The suppliers of a new drug to treat anemia in patients undergoing kidney dialysis have recalled all lots of the product after reports that it had caused severe allergic reactions, including some that were fatal.
Affymax and Takeda Pharmaceutical, which jointly market the drug, Omontys, or peginesatide, announced the recall late on Saturday, and the notice was also posted by the Food and Drug Administration.
The F.D.A. said in a news release on Sunday that it had received 19 reports of anaphylaxis, a severe allergic reaction, and that three of the patients had died, while others required prompt medical intervention or hospitalization.
Approved last March, Omontys broke the lucrative monopoly Amgen had since 1989 on treating anemia in dialysis clinics. While it is not clear yet what the recall means for the future of Omontys, it could help sales of Amgen’s drug, Epogen.
Affymax and Takeda said that hypersensitivity reactions have been fatal in 0.02 percent of the roughly 25,000 patients treated with Omontys since its approval. That would suggest there have been five deaths, a slight discrepancy from the F.D.A. figures that was not explained. Over all, the companies said, about 2 of every 1,000 patients had a hypersensitivity reaction.
The companies and the F.D.A. said the reactions occurred within 30 minutes of patients receiving their first dose by intravenous administration. No problems have been reported with subsequent doses, which are given once a month. Still, the companies and the F.D.A. advised that Omontys use be discontinued even by patients who have already had more than one dose.
The big question is whether this will cause the drug to be withdrawn from the market. It is possible that doctors can act to avert or lessen allergic reactions on the first dose. It is also possible the problems are confined to certain dialysis centers.
A spokeswoman for Affymax said executives would not comment further until a conference call for securities analysts on Monday morning. Omontys is the only marketed product for Affymax, which is based in Palo Alto, Calif., and licensed commercialization rights to Takeda, Japan’s largest pharmaceutical company.
Reports of severe allergic reactions have been accumulating, and the Omontys label warns of them, as does the Epogen label.
This month, Fresenius Medical Care North America, the nation’s largest dialysis provider, halted a pilot program testing Omontys, in part because of these allergic reactions. The company said in a memorandum that it had treated 18,000 patients with the drug and would now analyze the data.
“To date, we have seen infrequent allergic reactions in our patient population receiving their first dose of Omontys,” said the Feb. 13 memo by Fresenius’s chief medical officer and its associate chief medical officer. They recommended that patients already taking Omontys continue and said dialysis centers could also put new patients on it.
The memo was made public in a regulatory filing by Affymax.
Sales of Omontys for the nine months it was on the market were $34.6 million, compared with $1.5 billion for Epogen. Still, Affymax executives have said Omontys was gaining momentum because of its less-frequent dosing, lower cost and the desire of some dialysis center owners for an alternative to Amgen.

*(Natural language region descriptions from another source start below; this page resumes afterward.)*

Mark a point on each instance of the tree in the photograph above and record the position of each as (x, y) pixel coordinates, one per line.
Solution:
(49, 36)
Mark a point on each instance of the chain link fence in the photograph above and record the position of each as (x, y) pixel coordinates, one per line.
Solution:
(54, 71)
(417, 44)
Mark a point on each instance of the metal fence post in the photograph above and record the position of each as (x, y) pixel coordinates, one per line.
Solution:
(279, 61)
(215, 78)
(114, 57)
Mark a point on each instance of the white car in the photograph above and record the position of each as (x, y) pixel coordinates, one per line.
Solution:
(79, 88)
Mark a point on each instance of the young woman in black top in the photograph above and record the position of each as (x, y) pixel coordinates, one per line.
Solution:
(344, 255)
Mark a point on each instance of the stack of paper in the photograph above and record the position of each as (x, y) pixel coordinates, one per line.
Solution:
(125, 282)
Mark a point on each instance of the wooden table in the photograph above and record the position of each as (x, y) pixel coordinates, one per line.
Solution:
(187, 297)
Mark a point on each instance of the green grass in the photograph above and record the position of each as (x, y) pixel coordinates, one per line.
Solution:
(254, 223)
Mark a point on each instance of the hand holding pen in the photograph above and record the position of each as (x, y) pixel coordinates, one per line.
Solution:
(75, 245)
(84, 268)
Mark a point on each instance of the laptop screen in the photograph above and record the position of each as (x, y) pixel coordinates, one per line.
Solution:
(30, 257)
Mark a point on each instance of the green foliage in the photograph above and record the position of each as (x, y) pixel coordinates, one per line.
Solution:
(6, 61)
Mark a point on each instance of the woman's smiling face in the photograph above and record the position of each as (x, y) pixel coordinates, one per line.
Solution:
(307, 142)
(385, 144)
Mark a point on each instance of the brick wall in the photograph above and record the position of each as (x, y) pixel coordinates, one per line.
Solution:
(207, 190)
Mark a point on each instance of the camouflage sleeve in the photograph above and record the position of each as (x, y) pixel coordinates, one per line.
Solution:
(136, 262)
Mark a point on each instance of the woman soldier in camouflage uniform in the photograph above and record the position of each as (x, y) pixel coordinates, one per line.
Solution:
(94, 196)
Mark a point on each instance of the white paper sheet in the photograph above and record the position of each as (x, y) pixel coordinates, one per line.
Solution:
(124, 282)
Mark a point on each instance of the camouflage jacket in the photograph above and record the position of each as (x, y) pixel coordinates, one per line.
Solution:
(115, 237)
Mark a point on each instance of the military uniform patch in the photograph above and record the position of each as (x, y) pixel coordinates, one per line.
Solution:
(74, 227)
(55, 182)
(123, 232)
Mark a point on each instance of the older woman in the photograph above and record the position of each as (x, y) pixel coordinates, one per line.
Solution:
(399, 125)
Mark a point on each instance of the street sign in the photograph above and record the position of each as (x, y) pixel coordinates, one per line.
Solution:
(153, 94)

Dr. Daniel W. Coyne, a kidney specialist at Washington University in St. Louis, said that unless the problem was because of contamination, “this could easily lead to withdrawal of drug approval.” He said that “two in 10,000 deaths on first exposure is unacceptable, compared to nothing like this” with Epogen.

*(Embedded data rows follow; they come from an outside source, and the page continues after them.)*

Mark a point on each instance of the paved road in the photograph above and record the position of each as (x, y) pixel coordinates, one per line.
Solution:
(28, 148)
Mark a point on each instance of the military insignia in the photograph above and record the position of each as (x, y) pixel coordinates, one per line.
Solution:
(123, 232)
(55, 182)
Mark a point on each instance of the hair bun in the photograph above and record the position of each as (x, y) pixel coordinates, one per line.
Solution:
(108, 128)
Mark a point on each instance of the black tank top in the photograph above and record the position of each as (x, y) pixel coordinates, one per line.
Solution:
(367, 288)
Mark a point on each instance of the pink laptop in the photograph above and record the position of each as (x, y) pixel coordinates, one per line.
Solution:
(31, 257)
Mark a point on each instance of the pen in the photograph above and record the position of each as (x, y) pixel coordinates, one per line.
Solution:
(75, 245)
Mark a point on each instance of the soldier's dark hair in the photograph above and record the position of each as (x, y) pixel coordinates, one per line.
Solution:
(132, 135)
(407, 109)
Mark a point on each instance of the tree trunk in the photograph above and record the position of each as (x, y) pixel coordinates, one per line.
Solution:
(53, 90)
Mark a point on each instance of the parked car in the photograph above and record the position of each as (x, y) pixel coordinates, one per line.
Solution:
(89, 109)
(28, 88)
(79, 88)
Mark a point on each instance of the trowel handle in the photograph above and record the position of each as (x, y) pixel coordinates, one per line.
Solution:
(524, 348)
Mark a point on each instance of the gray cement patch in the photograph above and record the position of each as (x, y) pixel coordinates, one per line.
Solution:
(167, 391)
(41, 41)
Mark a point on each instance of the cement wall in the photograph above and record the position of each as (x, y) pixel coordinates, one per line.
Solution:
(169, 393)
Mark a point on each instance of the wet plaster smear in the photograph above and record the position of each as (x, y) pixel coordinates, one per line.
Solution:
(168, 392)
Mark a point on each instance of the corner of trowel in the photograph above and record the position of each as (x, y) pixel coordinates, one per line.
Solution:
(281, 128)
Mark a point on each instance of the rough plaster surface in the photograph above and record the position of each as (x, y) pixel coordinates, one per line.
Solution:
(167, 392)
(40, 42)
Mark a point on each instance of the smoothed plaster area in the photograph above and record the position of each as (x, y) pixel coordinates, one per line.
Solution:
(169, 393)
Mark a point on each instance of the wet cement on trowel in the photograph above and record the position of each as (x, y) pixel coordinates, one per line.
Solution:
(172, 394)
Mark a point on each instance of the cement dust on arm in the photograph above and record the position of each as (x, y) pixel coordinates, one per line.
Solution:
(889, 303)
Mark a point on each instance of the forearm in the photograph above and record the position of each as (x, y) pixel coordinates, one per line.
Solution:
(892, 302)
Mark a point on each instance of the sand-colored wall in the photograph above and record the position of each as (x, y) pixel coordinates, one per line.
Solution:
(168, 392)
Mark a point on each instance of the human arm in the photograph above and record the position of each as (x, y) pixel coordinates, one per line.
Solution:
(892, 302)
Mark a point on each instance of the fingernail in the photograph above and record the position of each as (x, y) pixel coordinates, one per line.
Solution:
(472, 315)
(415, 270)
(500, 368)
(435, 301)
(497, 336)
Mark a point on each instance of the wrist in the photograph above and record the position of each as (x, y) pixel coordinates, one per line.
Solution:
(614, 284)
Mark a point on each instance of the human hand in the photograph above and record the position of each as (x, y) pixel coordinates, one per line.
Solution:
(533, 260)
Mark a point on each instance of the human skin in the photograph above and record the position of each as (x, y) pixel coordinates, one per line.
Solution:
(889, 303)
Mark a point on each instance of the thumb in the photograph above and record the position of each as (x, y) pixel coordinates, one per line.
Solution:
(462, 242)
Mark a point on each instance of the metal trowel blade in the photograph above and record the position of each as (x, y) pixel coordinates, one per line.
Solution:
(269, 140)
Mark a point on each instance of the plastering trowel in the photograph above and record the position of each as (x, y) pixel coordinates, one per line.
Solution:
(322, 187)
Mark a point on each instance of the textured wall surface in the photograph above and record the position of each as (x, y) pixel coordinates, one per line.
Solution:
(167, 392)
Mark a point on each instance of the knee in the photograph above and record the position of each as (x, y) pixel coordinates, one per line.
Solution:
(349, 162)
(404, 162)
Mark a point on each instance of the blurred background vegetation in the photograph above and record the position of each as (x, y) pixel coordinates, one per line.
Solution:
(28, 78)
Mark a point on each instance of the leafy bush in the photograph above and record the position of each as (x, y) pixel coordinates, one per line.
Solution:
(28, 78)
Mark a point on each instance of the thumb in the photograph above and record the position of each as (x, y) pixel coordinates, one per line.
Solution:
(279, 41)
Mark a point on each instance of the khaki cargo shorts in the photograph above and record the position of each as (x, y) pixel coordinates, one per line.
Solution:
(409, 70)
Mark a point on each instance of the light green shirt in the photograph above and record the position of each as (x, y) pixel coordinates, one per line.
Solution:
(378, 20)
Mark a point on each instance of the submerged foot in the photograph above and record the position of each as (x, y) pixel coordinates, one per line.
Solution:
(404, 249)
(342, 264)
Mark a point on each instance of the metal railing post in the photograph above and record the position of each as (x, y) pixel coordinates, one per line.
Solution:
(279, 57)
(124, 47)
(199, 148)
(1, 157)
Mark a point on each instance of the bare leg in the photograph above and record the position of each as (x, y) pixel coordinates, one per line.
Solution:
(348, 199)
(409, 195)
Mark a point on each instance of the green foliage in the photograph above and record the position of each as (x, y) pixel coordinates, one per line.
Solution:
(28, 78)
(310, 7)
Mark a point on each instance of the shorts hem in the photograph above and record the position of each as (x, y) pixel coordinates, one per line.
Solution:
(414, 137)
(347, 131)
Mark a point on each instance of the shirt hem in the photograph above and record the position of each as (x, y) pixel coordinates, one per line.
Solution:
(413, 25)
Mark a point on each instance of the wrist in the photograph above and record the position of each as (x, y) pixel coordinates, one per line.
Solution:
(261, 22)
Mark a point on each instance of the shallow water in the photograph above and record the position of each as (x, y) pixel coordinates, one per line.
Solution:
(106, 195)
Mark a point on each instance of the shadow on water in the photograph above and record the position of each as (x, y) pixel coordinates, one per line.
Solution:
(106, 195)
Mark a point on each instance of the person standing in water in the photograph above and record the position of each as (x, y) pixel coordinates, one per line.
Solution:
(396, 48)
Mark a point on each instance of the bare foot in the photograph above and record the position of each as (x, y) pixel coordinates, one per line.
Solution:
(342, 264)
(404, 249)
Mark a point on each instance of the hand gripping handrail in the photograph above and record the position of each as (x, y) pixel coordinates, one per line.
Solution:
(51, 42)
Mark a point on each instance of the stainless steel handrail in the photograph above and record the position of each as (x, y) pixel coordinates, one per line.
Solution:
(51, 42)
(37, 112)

Dr. Ajay K. Singh, a kidney specialist at Brigham and Women’s Hospital in Boston, said that the recall should result in “minimal disruption” because centers could use Epogen or another Amgen drug, Aranesp. But he said it might be hard for Affymax and Takeda, which is based in Osaka, to show the safety of their drug without a huge study.
Amgen’s Epogen is a synthetic version of the human protein erythropoietin, or EPO, which stimulates the body to produce oxygen-carrying red blood cells. Omontys is not EPO, but binds to the same receptor in the body.
Sales of Amgen’s Epogen have been declining because of changing financial incentives for dialysis clinics and because of safety concerns, particularly those related to blood clots and heart attacks. EPO has also become known for secretly being used by athletes like Lance Armstrong.
The next competition to Epogen could come from Roche’s Mircera, a form of EPO, in mid-2014. Biosimilars, or near-generic forms of Epogen, could reach the market after Amgen’s last patent expires in 2015.